In the program, we had explored what it meant to be mindful. Allan had come into the program with the usual hopes for peace and serenity. He even said if he could just stay serene as Deb threw cushions at him to punctuate her comments, he would feel like a Buddha! As the classes progressed and he learned how to meet the difficult and unwanted feelings he experienced himself, Allan began to see that mindfulness was not just about being well-balanced on the meditation cushion (which he said he’d never thought of flinging across the room)!

This mindfulness thing was tough, he reported back to the group. It was about seeing who he became when the world around him was chaotic, when people he loved were unreachable because of their suffering, and when that triggered his fears of losing them.
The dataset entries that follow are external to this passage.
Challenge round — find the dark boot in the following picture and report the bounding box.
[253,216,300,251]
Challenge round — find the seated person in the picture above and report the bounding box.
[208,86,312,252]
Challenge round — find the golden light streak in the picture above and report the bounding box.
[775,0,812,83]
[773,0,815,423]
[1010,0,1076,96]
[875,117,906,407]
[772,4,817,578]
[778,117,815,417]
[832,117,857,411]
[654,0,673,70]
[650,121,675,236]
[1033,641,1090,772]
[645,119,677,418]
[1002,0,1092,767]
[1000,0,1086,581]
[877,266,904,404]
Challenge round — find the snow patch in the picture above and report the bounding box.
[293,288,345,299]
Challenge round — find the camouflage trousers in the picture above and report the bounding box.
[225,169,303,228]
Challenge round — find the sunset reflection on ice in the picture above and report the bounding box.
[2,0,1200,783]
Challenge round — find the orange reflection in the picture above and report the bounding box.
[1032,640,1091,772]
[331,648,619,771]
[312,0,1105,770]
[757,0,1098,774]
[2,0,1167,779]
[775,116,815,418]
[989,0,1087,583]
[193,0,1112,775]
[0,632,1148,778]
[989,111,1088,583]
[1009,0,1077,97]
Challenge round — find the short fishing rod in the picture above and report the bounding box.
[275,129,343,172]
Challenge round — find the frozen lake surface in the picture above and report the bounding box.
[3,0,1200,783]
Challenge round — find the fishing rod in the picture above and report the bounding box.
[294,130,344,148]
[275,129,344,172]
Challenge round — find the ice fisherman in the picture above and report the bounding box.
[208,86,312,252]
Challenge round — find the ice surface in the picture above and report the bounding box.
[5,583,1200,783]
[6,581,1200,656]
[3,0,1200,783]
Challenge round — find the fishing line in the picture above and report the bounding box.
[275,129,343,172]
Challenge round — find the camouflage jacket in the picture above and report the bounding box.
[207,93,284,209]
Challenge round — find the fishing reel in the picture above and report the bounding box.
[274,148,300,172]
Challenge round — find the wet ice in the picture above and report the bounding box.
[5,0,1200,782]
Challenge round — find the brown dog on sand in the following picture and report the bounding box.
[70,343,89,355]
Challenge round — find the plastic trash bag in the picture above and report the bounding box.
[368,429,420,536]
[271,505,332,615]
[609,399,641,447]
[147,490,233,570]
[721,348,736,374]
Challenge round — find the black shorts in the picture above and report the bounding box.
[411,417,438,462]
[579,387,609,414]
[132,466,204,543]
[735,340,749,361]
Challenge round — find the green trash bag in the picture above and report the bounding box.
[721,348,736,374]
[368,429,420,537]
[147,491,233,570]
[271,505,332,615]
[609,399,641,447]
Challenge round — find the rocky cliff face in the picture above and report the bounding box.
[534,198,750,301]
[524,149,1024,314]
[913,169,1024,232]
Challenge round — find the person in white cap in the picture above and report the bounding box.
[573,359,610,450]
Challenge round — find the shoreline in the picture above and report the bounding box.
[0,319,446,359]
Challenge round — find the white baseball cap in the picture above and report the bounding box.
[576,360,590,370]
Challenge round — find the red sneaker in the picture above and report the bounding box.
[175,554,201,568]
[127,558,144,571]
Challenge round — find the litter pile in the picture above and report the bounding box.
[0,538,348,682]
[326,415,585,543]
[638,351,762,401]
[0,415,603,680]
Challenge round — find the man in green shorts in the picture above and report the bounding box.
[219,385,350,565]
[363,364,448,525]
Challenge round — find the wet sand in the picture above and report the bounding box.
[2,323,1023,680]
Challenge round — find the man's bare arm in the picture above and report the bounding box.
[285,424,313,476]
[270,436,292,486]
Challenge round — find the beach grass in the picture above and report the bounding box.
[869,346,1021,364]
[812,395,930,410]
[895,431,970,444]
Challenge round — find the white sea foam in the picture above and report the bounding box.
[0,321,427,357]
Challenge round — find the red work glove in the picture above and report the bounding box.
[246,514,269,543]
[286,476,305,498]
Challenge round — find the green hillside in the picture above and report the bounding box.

And it was about resisting the impulse to take the high road when relaxation and calm gave him the upper hand. In the class after we explored the experiential process of feeling emotions and meeting them without judgment, Allan shared an incident with his partner that shook him to the core (which is not a bad thing).

They had been arguing and he found himself able to steady the physiological sensations of anxiety and anger. He used his breathing to bring the heat of the experience down, to clear his mind with grounding practices, to listen carefully without judging. Then in a calm voice he said, “We’re both suffering here. We’re both having a really hard time hearing each other. Can we sit down and try again?”

Unexpectedly, his partner became enraged. “You’re just using all that mindfulness crap to shut me down! You’ve weaponized your practice!” Alan was devastated. But he was also honest with himself and the group. He was tired of the rancorous debates, the constant irritation. He just wanted some peace and quiet. So yes, he admitted to us. He had used the breathing and grounding to steady himself but also to shut down the process that he knew inevitably ended up in pain and hurt. Now he felt guilty and very concerned that mindfulness was making him someone manipulative!

The heart of mindfulness practice is in clarifying our values, our ways of interacting with ourselves and each other. That’s why the practice is called a cultivation of skills. And the intention with which we apply those skills determines whether it is “skillful” or “unskillful”. Most times, we don’t intend to deliberately cause hurt or suffering. Most times, we are responding out of our own suffering and we have a misstep in our relationships. And yes, sometimes we take the high road and might use the cachet of mindfulness to put someone down or justify our judgemental thought, speech or action.

Weaponizing mindfulness was a new term for all of us but it is powerful. It was a mindful bell for each of us to become more alert to how we engage with these skills. The Five Skillful Habits of respect for life, being generous, setting limits, compassionate speech, and mindful consumption are our navigation points. These allow us to check in with our intentions and clarify our motivation to act, speak, and think in ways that are kind, useful, truthful, and supportive. For mindfulness to transform our unskilfulness, we need to pay attention to our values, which are our North Star constantly informing us how far off course we are drifting.

Allan’s experience is not unusual. With the popularity of mindfulness these days, it’s easy for the phrase “Oh I was just being  mindful” to give or take away suffering. In fact, I do believe that the most skillful practice of mindfulness is for it not to look like mindfulness but rather to look like just plain kindness.